Vespers is a ten-minute prayer service of hymns, readings, and intercessions done every evening by priests and sisters, but more and more laity are joining them. We gather in the church sanctuary Monday through Friday at 5:45. Books are available.

Vespers is more specifically called “Evening Prayer” as part of the Liturgy of the Hours. Evening Prayer gives thanks for the day just past and makes an evening sacrifice of praise to God.

It is a special prayer because it is said by people all around the world and every hour throughout the day, due to time changes, the hours are prayed. In the Liturgy of the Hours, the Church fulfills Jesus’ command to “pray always” (Luke 18:1; see also 1 Thessalonians 5:17). Through this prayer, the people of God sanctify the day by continual praise of God and prayers of intercession for the needs of the world.

The structure of Evening Prayer is as follows:

Introductory Verse: The Prayer begins with the Sign of the Cross, a request for God’s assistance, and a doxology of praise.

Hymn: The introduction is followed by a hymn suited to the season or event. Since the papal visit will take place during the Easter Season, the hymn will focus on the saving death and Resurrection of Jesus Christ.

Psalmody: Singing or recitation of Psalms follows the hymn. At Evening Prayer, the psalmody consists of two psalms (or two parts of a longer psalm) and a canticle (or hymn) taken from the Epistles or the Book of Revelation in the New Testament. The Psalms are an important part of the Church’s prayer. In praying the Psalms, the Church follows Jesus’ example since he, too, prayed the Psalms (see, for example, Matthew 27:46 and Mark 15:34 which quote Psalm 22 or Luke 23:46 which quotes Psalm 31). The New Testament canticles come from the earliest days of the Church.

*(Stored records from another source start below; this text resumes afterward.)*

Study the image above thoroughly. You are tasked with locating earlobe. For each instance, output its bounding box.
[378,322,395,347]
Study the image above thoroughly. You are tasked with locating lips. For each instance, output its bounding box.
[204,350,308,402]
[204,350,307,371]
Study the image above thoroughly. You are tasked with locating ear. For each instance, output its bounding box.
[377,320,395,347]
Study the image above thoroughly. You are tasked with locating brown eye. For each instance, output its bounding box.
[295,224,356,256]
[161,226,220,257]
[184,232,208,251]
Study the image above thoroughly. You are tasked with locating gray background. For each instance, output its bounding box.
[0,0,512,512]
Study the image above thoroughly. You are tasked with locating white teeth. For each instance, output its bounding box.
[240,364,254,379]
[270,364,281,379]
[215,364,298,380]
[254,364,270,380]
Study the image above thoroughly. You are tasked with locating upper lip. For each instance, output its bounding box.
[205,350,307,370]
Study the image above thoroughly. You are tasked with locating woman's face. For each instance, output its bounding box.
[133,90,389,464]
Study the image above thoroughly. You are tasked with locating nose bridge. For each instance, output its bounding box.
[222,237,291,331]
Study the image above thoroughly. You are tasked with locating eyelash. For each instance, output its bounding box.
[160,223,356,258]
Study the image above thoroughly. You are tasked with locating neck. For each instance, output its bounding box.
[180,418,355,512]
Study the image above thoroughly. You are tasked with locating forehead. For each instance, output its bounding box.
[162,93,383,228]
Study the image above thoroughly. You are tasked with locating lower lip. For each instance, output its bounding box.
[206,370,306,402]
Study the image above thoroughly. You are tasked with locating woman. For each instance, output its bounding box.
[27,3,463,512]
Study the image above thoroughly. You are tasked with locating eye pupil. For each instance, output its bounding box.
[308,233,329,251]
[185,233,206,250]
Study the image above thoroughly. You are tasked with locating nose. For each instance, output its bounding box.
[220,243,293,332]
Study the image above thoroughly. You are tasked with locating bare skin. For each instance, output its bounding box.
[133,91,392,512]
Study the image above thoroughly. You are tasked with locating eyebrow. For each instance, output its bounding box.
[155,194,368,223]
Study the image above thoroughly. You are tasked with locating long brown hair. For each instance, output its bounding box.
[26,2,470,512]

Each Psalm is preceded by an antiphon. The antiphon calls attention to the spiritual meaning of the Psalm, particularly any meaning especially appropriate to the feast or season. When the Psalms are chanted, the antiphon gives the tone (or melody) for the singing.

Each Psalm is followed by a brief period of silent reflection. It may be followed by a short prayer highlighting important themes of the Psalm.

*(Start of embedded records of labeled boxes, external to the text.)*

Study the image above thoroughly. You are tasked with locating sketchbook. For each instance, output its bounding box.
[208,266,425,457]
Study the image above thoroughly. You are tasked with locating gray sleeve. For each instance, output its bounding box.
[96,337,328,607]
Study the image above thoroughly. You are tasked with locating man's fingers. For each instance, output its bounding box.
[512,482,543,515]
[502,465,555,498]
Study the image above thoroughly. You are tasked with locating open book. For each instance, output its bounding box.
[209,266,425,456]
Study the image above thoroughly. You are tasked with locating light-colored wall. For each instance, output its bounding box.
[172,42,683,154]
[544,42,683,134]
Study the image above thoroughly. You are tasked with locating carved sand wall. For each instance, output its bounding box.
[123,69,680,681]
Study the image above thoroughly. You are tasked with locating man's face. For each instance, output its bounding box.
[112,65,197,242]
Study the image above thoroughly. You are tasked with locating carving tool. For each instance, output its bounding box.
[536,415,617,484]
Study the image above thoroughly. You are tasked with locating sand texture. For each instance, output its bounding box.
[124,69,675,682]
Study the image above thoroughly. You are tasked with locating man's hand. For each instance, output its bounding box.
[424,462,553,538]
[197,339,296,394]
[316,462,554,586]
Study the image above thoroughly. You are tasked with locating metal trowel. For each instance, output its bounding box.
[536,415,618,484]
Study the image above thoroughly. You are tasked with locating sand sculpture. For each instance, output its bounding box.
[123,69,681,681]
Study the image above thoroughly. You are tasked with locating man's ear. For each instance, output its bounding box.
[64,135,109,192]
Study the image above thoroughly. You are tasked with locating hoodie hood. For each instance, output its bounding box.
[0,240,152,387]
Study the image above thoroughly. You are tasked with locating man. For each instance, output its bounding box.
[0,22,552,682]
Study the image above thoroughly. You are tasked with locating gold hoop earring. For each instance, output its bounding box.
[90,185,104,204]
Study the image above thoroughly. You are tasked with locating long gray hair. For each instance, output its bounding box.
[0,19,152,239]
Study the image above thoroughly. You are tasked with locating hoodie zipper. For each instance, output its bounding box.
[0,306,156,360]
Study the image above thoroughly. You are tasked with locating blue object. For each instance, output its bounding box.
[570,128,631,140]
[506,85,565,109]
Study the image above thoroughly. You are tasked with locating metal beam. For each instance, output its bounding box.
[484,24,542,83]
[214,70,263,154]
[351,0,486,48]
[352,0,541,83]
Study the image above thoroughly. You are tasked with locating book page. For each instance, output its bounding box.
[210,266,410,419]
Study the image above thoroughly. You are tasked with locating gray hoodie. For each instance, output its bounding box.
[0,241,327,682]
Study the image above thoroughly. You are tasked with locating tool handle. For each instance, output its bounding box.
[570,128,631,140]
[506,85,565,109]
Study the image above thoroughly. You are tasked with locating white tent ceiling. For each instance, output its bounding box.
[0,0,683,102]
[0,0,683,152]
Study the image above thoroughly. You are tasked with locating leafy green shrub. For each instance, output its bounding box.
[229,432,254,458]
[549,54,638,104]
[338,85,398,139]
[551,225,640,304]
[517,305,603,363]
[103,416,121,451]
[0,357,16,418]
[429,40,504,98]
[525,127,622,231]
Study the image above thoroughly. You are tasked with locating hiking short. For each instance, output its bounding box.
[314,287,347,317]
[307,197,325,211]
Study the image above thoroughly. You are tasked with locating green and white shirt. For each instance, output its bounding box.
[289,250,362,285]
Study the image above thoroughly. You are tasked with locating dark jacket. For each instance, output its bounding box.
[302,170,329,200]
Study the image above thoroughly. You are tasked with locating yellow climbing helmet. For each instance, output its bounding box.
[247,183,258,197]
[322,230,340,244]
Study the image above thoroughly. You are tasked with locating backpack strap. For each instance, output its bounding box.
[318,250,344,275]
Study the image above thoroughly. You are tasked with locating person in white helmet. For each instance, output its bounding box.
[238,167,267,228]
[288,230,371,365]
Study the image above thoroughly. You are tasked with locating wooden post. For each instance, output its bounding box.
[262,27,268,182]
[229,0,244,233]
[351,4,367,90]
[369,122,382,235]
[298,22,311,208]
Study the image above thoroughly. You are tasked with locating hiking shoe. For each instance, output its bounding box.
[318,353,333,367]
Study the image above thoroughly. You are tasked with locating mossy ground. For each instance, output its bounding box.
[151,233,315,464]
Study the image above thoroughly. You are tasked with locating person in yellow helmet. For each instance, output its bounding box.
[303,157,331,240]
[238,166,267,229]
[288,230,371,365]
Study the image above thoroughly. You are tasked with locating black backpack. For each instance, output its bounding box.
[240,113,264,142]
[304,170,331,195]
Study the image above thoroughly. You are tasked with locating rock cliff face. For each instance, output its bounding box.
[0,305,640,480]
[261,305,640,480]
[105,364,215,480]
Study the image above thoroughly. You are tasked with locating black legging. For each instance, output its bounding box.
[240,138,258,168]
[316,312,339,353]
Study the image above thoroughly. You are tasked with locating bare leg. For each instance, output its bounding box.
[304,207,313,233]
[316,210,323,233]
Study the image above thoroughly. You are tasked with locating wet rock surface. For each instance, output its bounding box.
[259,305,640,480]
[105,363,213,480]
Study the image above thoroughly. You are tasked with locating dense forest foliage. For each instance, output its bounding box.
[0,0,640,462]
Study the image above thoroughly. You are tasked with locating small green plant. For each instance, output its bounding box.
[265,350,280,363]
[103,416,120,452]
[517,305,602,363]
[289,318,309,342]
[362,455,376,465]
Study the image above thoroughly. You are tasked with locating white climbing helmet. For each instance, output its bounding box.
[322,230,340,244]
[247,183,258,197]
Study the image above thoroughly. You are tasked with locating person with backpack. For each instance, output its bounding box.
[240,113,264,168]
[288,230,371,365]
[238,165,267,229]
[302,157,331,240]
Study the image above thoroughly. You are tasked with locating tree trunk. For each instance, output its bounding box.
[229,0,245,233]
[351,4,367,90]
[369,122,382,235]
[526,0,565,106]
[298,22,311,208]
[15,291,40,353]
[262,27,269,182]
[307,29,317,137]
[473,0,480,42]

Scripture Reading: The Psalmody is followed by a reading from Sacred Scripture (the Bible). This reading may be followed by a period of silence or a brief reflection.

Responsory: A short responsory is sung or recited. This responsory highlights themes of the reading or the season and concludes with a doxology of praise.

Gospel Canticle: At Evening Prayer, those assembled sing or recite the Canticle of Mary, also called the Magnificat after the first word in the Latin text of this prayer. This canticle comes from Luke 1:46-55. Mary sang this song upon meeting her kinswoman Elizabeth, a meeting that took place shortly after Mary assented to God’s plan that she bear his Son, Jesus. This Canticle is treated with the reverence given to the reading of the Gospel at Mass. It is introduced with an antiphon and the Sign of the Cross and it concludes with a doxology of praise and the repeating of the antiphon. At celebrations of particular solemnity, it make be accompanied by incense.

Intercessions: In the Intercessions, those assembled pray for the needs of the Church and the world. These Intercessions often include a prayer for those who have died.

Lord’s Prayer: The Intercessions conclude with the Lord’s Prayer (also called the “Our Father” or the ” Pater Noster“). Jesus taught this prayer to his disciples when they asked how to pray (cf. Mt 6:9-13, Lk 11:2-4). In this prayer, the people join their voices to pray for the coming of God’s kingdom and to ask God to provide for our needs, forgive our sins, and bring us to the joy of heaven. Each day the Our Father is prayed by the Church at Morning Prayer, at Evening Prayer, and at Mass.

Concluding Prayer: The celebrant then offers a final prayer of praise and intercession to God. This prayer is appropriate to the Church season.

Dismissal: Unless a layperson is presiding, the celebrant blesses the people and dismisses them from the celebration, inviting them to “Go in peace.” When a layperson presides, those present ask the blessing of God and are dismissed as usual.